In a recent paper (L.M. Koll et al, Nature 652, 82 (2026)), resulting from a collaboration between the Max Born Institute (Berlin, Germany) and the Universidad Autónoma de Madrid and IMDEA Nanociencia (Spain), the quantum entanglement between electrons and molecular ions has been investigated at the natural time scale of electronic motion: the attosecond.

In 2022, Alain Aspect, John F. Clauser and Anton Zeilinger received the Nobel Prize "for experiments with entangled photons, establishing the violation of Bell inequalities and pioneering quantum information science". Subsequently, in 2023, Pierre Agostini, Anne L’Huillier and Ferenc Krausz received the Nobel Prize "for experimental methods that generate attosecond pulses of light for the study of electron dynamics in matter". At first sight these two Nobel Prizes have little in common. However, the attosecond pulses currently produced in the laboratory, consisting of extreme-ultraviolet (XUV) radiation with photon energies exceeding the binding energies of any conceivable compound (atom, molecule, liquid or solid), lead to photoionization and the formation of a bi-partite system, i.e. an ion and a photoelectron. These will be entangled whenever the total wave function cannot be written as a single direct product of wave functions describing the ion and the photoelectron.

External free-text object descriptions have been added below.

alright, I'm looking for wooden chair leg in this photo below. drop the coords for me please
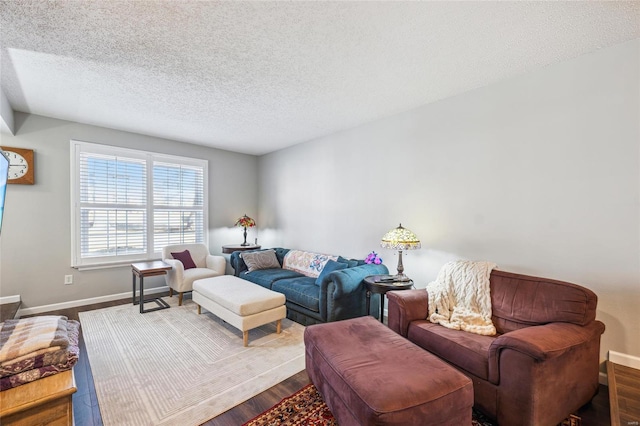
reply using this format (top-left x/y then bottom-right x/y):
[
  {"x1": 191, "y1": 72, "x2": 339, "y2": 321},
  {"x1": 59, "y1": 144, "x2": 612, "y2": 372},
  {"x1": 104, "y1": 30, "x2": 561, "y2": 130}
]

In our experiments, hydrogen molecules (H₂) were ionized using a pair of attosecond pulses in combination with a longer infrared pulse, leading to the production of an H₂⁺ ion and a photoelectron, i.e. the two particles that may be entangled. The purpose of the experiment, as in most attosecond experiments, was the observation of ultrafast electron dynamics, in this particular case ultrafast motion of the hole left behind in the H₂ molecule after departure of the photoelectron. The observation of such dynamics requires the existence of electronic coherences in the residual H₂⁺ molecular, meaning that the remaining electron in the H₂⁺ ion cannot be assigned to a specific quantum state, but is in a superposition of two quantum states, with a well-defined phase relationship between them. More specifically, the experiment measured on which side of the molecule the hole remained at the end of the experiment, when the H₂⁺ dissociated into the combination of a neutral H-atom (containing the single remaining bound electron) and an H⁺ ion (containing the hole left behind by the photoelectron). Interestingly, the experiment and the accompanying theoretical calculations showed that the ability to observe the hole dynamics or, equivalently, the coherent electron dynamics in the H₂⁺ ion, depends on the delay between the pair of attosecond pulses that ionize the neutral H₂ molecule, which in turn modifies the degree of entanglement between the H₂⁺ ion and the photoelectron.

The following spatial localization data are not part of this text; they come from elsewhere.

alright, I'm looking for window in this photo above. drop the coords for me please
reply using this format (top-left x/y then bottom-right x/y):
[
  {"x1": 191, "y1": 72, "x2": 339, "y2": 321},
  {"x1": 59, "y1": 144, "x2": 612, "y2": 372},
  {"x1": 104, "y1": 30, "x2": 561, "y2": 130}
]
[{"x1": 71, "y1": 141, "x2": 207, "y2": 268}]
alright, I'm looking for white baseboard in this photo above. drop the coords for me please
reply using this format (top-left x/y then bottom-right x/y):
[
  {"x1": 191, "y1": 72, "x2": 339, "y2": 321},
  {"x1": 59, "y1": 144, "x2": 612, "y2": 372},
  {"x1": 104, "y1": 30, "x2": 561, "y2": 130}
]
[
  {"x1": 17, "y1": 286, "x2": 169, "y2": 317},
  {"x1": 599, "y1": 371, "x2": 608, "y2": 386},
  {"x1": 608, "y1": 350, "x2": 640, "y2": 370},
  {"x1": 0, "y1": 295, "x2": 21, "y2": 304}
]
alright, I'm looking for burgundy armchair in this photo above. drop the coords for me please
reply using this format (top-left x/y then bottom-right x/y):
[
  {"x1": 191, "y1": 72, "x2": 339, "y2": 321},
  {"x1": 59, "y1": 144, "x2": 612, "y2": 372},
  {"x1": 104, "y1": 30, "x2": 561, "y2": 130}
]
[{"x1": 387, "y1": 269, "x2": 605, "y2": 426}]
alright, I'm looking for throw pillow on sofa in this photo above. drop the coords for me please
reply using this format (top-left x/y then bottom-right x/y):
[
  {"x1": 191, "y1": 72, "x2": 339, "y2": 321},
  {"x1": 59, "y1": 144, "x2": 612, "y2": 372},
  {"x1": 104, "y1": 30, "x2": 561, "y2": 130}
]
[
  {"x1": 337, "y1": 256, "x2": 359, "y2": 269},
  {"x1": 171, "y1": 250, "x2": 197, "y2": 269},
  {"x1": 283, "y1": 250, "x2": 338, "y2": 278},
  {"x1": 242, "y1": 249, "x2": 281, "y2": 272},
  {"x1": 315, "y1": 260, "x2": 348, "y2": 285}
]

The figure shows the main outcome of the experiment and the theoretical calculations. By varying the delay between the pair of attosecond pulses and an infrared pulse, an oscillation was observed in the position where the hole was preferentially observed at the end of the experiment. The amplitude of this oscillation (i.e. the degree to which preferential hole localization at the end of the experiment could be achieved, that is to say the degree of coherence) depends on the delay between the two attosecond pulses. The figure shows that entanglement in the of H₂⁺ ion + photoelectron systems occurs at the expense of the electronic coherence in the remaining H₂⁺ molecular ion, thus allowing one to control this coherence by just varying the delay between the pulses.

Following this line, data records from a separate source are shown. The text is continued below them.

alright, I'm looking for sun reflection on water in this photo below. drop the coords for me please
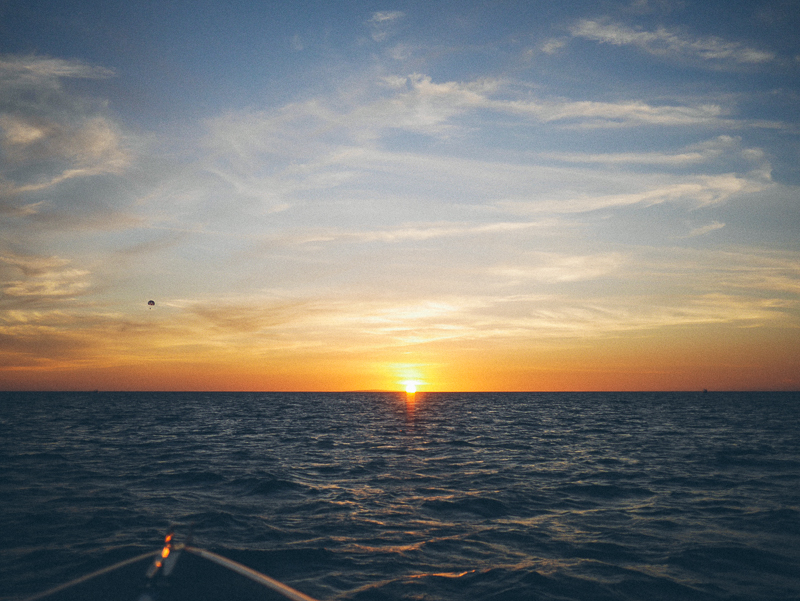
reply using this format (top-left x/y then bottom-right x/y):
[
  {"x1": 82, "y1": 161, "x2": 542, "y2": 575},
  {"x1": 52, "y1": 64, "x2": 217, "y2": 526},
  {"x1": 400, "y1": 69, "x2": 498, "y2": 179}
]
[{"x1": 404, "y1": 390, "x2": 417, "y2": 421}]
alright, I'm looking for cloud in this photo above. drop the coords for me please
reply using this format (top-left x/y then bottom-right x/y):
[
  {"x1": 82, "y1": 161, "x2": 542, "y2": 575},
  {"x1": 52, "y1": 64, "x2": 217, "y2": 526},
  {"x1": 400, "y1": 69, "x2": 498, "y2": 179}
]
[
  {"x1": 203, "y1": 76, "x2": 770, "y2": 238},
  {"x1": 380, "y1": 74, "x2": 730, "y2": 130},
  {"x1": 0, "y1": 321, "x2": 94, "y2": 367},
  {"x1": 0, "y1": 252, "x2": 70, "y2": 276},
  {"x1": 500, "y1": 96, "x2": 723, "y2": 127},
  {"x1": 540, "y1": 136, "x2": 768, "y2": 169},
  {"x1": 499, "y1": 172, "x2": 769, "y2": 214},
  {"x1": 257, "y1": 220, "x2": 550, "y2": 249},
  {"x1": 3, "y1": 269, "x2": 90, "y2": 298},
  {"x1": 1, "y1": 115, "x2": 128, "y2": 178},
  {"x1": 1, "y1": 246, "x2": 796, "y2": 373},
  {"x1": 638, "y1": 248, "x2": 800, "y2": 298},
  {"x1": 367, "y1": 11, "x2": 405, "y2": 42},
  {"x1": 244, "y1": 249, "x2": 799, "y2": 347},
  {"x1": 0, "y1": 252, "x2": 91, "y2": 299},
  {"x1": 207, "y1": 73, "x2": 732, "y2": 172},
  {"x1": 0, "y1": 55, "x2": 132, "y2": 224},
  {"x1": 543, "y1": 148, "x2": 708, "y2": 166},
  {"x1": 369, "y1": 10, "x2": 405, "y2": 24},
  {"x1": 685, "y1": 221, "x2": 725, "y2": 238},
  {"x1": 188, "y1": 299, "x2": 312, "y2": 334},
  {"x1": 488, "y1": 252, "x2": 624, "y2": 283},
  {"x1": 570, "y1": 18, "x2": 775, "y2": 66},
  {"x1": 0, "y1": 55, "x2": 115, "y2": 85},
  {"x1": 541, "y1": 38, "x2": 568, "y2": 54},
  {"x1": 372, "y1": 74, "x2": 726, "y2": 130}
]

The present work thus opens the way to manipulating coherences and entanglement in more complex molecular system by acting on the attosecond time scale with different combinations of attosecond and few-femtosecond pulses. This could be useful to increase (or decrease) the degree of quantum entanglement in molecular systems whenever this is required, which may be relevant for further development of quantum information technologies.